First-line therapy with atezolizumab, an anti–PD-L1 immune checkpoint inhibitor, and bevacizumab, a vascular endothelial growth factor (VEGF)-targeted agent, showed progression-free survival (PFS) benefit compared with sunitinib in patients with PD-L1–positive metastatic renal-cell carcinoma in the phase 2 IMmotion150 and phase 3 IMmotion151 trials.1-3 In IMmotion150, patients with previously untreated, metastatic renal-cell carcinoma were randomly assigned to receive atezolizumab 1200 mg once every 3 weeks, atezolizumab 1200 mg plus bevacizumab 15 mg/kg every 3 weeks, or once-daily sunitinib 50 mg for 4 weeks on and 2 weeks off. The coprimary end points were PFS in the intent-to-treat and PD-L1–positive populations. In the intent-to-treat population, atezolizumab was not associated with improved PFS versus sunitinib as monotherapy (hazard ratio [HR], 1.19; 95% confidence interval [CI], 0.82-1.71) or as combination therapy with bevacizumab (HR, 1.0; 95% CI, 0.69-1.45). In the PD-L1–positive population, PFS favored atezolizumab plus bevacizumab versus sunitinib (HR, 0.64; 95% CI, 0.38-1.08).2
In a subsequent phase of IMmotion150, patients whose disease progressed on monotherapy with atezolizumab or sunitinib were eligible for second-line treatment with atezolizumab plus bevacizumab. Efficacy, safety, and biomarker correlates of response in the second phase of IMmotion150 were secondary end points.1
Of the 59 patients in the atezolizumab group and 78 patients in the sunitinib group, 44 and 59 enrolled in the second-line phase of the trial, respectively. The objective response rate (ORR) was 27% (95% CI, 19%-37%), with 1 complete response and 26 partial responses. Among the 16 patients who responded to first-line treatment, the ORR was 44% (95% CI, 20%-70%). In contrast, patients who did not respond in the first-line setting had an ORR of 24% (95% CI, 15%-34%). Among those who responded, the median duration of response was 18.3 months.1
From the start of second-line therapy, the median PFS was 8.7 months (95% CI, 5.6-13.7 months), with 25 patients not having a PFS event at the time of data cutoff.1
PD-L1 status was assessed at progression in 30 patients. Among those with PD-L1–positive tumors at progression, ORR was 42% compared with 22% in those with PD-L1–negative tumors. Median PFS was 10.9 months in patients with PD-L1–positive tumors and 5.8 months in those with PD-L1–negative tumors. In contrast, PD-L1 status at baseline was not associated with efficacy outcomes in the second-line setting.1
A total of 30% of patients had grade 3 or 4 treatment-related adverse events. The most frequently reported treatment-related adverse events were proteinuria (13%) and hypertension (10%). All incidences of rash, pruritus, and hypothyroidism were grade 1 or 2. Discontinuation of either agent as a result of adverse events was reported in 12% of patients.1
According to the investigators, this is the first prospective study evaluating the efficacy and safety of combination therapy with an anti-VEGF and immunotherapy following progression on an immune checkpoint inhibitor or tyrosine kinase inhibitor. In this study, bevacizumab plus atezolizumab were tolerable and had antitumor activity in patients who were previously treated with sunitinib or atezolizumab monotherapy.1
- Powles T, Atkins MB, Escudier B, et al. Efficacy and safety of atezolizumab plus bevacizumab following disease progression on atezolizumab or sunitinib monotherapy in patients with metastatic renal cell carcinoma in IMmotion150: a randomized phase 2 clinical trial. Eur Urol. 2021;79:665-673.

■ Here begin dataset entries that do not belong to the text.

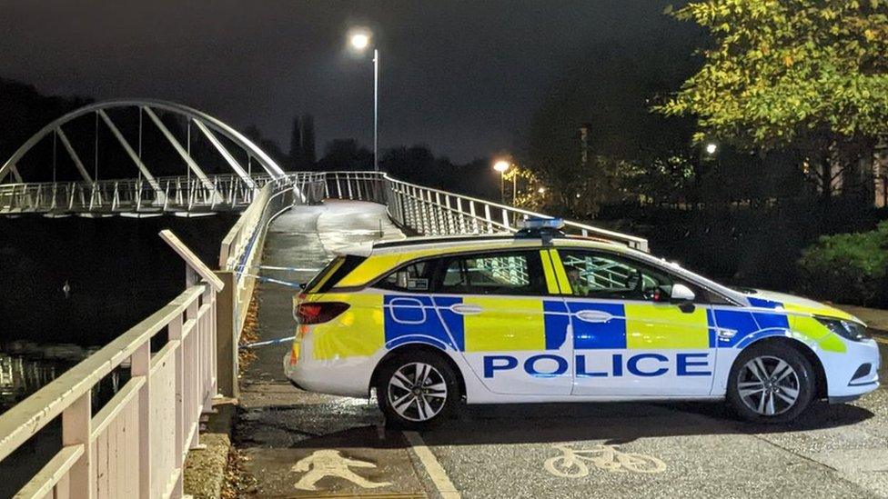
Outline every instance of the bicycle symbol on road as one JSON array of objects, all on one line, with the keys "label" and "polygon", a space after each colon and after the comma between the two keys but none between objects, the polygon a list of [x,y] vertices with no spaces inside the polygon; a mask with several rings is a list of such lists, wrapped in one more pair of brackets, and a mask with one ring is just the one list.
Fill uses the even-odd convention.
[{"label": "bicycle symbol on road", "polygon": [[572,449],[569,444],[555,445],[564,453],[550,457],[543,463],[546,471],[555,476],[564,478],[581,478],[589,474],[586,462],[595,464],[600,470],[612,473],[663,473],[666,464],[660,459],[643,454],[624,453],[616,445],[597,445],[591,449]]}]

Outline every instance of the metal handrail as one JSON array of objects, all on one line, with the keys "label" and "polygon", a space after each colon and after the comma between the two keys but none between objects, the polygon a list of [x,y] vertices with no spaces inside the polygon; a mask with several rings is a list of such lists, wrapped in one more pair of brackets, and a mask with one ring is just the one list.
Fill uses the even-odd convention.
[{"label": "metal handrail", "polygon": [[[493,234],[516,232],[525,217],[551,215],[477,197],[409,184],[379,172],[326,172],[328,197],[364,199],[385,204],[391,218],[421,235]],[[379,184],[384,183],[380,187]],[[384,193],[384,194],[383,194]],[[568,234],[617,242],[648,251],[642,237],[566,220]]]}]

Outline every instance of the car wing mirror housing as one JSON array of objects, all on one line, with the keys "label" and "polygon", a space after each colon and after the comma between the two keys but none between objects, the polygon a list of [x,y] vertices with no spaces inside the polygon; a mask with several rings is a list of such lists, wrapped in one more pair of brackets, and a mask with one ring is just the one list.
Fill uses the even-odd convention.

- McDermott DF, Huseni MA, Atkins MB, et al. Clinical activity and molecular correlates of response to atezolizumab alone or in combination with bevacizumab versus sunitinib in renal cell carcinoma. Nat Med. 2018;24:749-757. Erratum in: Nat Med. 2018;24:1941.
- Motzer RJ, Powles T, Atkins MB, et al. IMmotion151: a randomized phase III study of atezolizumab plus bevacizumab vs sunitinib in untreated metastatic renal cell carcinoma (mRCC). J Clin Oncol. 2018;36(6_suppl):Abstract 578.